Daniel M. Siegel, M.D., president of the American Academy of Dermatology Association, agrees:

“Throughout   the health reform debate, the American Academy of Dermatology Association has  supported the principles of quality care, efficiency, and a patient-centered approach  to health care delivery,” Dr. Siegel said in a statement. “While, in many  respects, the health system reform law does not fully align with the AADA’s  health reform principles, there were some positive changes with respect to  insurance reform, the expansion of health care coverage to more Americans, and  strengthening of wellness efforts that were included. Unfortunately, the ACA  missed an opportunity to permanently fix the flawed Medicare physician payment formula or enact meaningful liability reform, and created the Independent  Payment Advisory Board (IPAB), all of which threaten to undermine access to  care and destabilize health care delivery.”

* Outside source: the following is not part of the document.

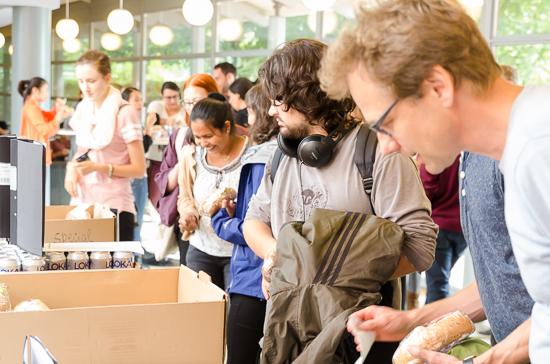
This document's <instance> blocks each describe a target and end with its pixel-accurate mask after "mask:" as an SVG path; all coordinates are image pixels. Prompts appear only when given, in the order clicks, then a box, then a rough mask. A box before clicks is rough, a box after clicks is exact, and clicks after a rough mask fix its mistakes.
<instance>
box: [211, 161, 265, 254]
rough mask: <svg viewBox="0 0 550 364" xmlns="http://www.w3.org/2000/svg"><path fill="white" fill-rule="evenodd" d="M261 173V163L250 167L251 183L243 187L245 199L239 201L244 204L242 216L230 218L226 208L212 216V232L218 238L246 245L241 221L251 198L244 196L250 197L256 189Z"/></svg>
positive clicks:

Sandra Read, M.D., a Washington-based dermatologist and  chairwoman of the AAD’s political action committee SkinPAC, says the ruling lays  promising groundwork, but the specialty has work to do to ensure proper  reimbursement from a growing patient base.

“This means that 40 million Americans will get health insurance  and, therefore, access to healthcare. This is good for Americans — it will help  create a healthier population,” Dr. Read says. “Our specialty needs to make  sure that our patients skin health is protected, and that dermatology services  are covered for our newly insured patients.”

Greater accessibility to dermatologic care may also mean  catching skin issues and diseases in earlier stages, Dr. Read says.

Sandra Read, M.D.

“Because more people now have access to dermatology care, we  can hopefully decrease the ravages of skin cancer and skin diseases, which  impact our patients’ lives and their ability to work and live healthy lives. I am hoping that patients will come in earlier to my  dermatology practice when they develop a rash, or notice a changing mole,” she  says.

AMA input

In a statement the day of the ruling, the American Medical  Association lauded the Supreme Court’s decision.

“This  decision protects important improvements, such as ending coverage denials due  to pre-existing conditions and lifetime caps on insurance, and allowing the 2.5  million young adults up to age 26 who gained coverage under the law to stay on  their parents’ health insurance policies. The expanded healthcare coverage  upheld by the Supreme Court will allow patients to see their doctors earlier  rather than waiting for treatment until they are sicker and care is more  expensive,” The AMA wrote. “The decision upholds funding for important research  on the effectiveness of drugs and treatments and protects expanded coverage for  prevention and wellness care, which has already benefited about 54 million  Americans.

“The  health reform law upheld by the Supreme Court simplifies administrative  burdens, including streamlining insurance claims, so physicians and their staff  can spend more time with patients and less time on paperwork,” the AMA  continued. “It protects those in the Medicare ‘donut hole,’ including the 5.1  million Medicare patients who saved significantly on prescription drugs in 2010  and 2011. These important changes have been made while maintaining our American  system with both private and public insurers.”

The ruling is considered a victory for the Obama  Administration, and could provide a boost for President Obama’s re-election  campaign. The controversy surrounding “Obamacare” continues, however. “Today’s  ruling underscores the urgency of repealing this harmful law in its  entirety,” House of Representatives Speaker John Boehner said in a  statement minutes after the ruling.